I think you overvalue the skillset of border security. This may seem trivial to you but it's uncommon to hire people trained to this level of competence and put them at every point of entry. A decent cybersecurity investigator needs a big salary.

That would probably happen if you were already a suspect of something or a high profile person and they moved in resources for you. No way border security is randomly sweeping for headers and entropy, they basically just look at it with the explorer and clone it, possibly using some software to scan for known security vulnerabilities to access encrypted parts. That would be a court ordered search or a high profile crime investigation, or maybe a really really unlucky day where the expert was already there for another reason, but the rest i agree.

If your threat model makes you a high profile person, then smuggling data in hidden containers is definitely not the best solution. A non associated personal cloud server is best.

[–] [email protected] 2 points 2 months ago (1 children)

Is it really though? I would assume there would be automated systems that can do 80% of the job. It can be as simple as a USB key holding a portable executable that can run and connect to a remote system and report back the findings which the officer can just read the report in plain English. Training, of course, is expensive and rarely do so, but automation can get somewhere close relatively inexpensive.

[–] [email protected] 2 points 2 months ago* (last edited 2 months ago)

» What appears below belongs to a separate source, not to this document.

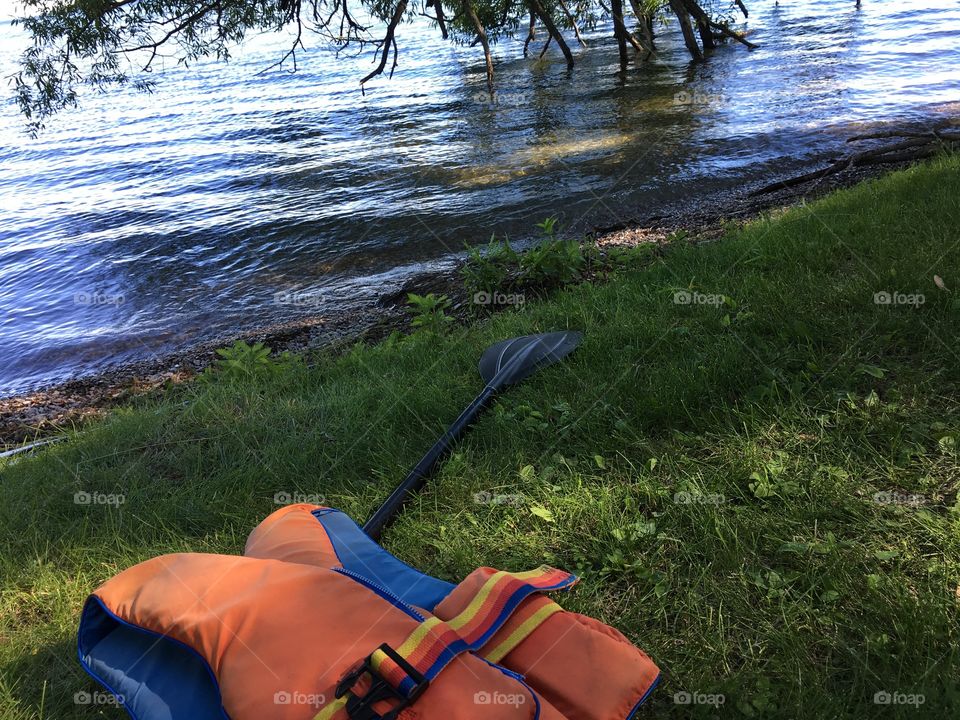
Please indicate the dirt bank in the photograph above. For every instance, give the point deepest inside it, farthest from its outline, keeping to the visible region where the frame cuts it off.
(48, 411)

Even if such a thing existed, which given the analysis parameters makes it far too complex for automation (like for instance, how would such a software distinguish between old deleted data still residing in empty space and a vault file hidden in empty space without a follow up analysis of the data itself. It would probably alert the user for something, but the amount of false positives would probably lead an untrained user to ignore the alerts eventually) i would guess it doesn't, but if it did, it would have to process petabytes every day, from all over the country and the system would have to be maintained, which going by government record of informatics systems, doesn't seem likely that it would be readily available for everyone that gets stopped at a border stop consistently. It's like an anti virus search, with all the false positives it comes up with, but 100 times slower, plus the transmission of the entire disk clone file, plus the cloning process itself.

Moreover the cost of maintaining such a system when 95%+ of the population doesn't have the know how to use complex data obfuscation measures and LEO rarely obtains information out of these cursory searches for arrests. On published news articles LEO always ends up using snitches, google searches or usage of the TOR network in a given area to catch criminals. Data forensics only come into play later on. Presumably, dollar for dollar, they would probably invest in what works best instead of casting such a wide net.

In sum, I'm not cleared to know such information, but i am guessing such a thing, while technologically possible, seems economically unfeasible and liable to be used only in specific cases. If i had a border security budget, i would certainly not invest in a mega server to swift through every bit of empty and occupied space of all the randomly selected people for a search that come in through the ports of entry. However i could be wrong.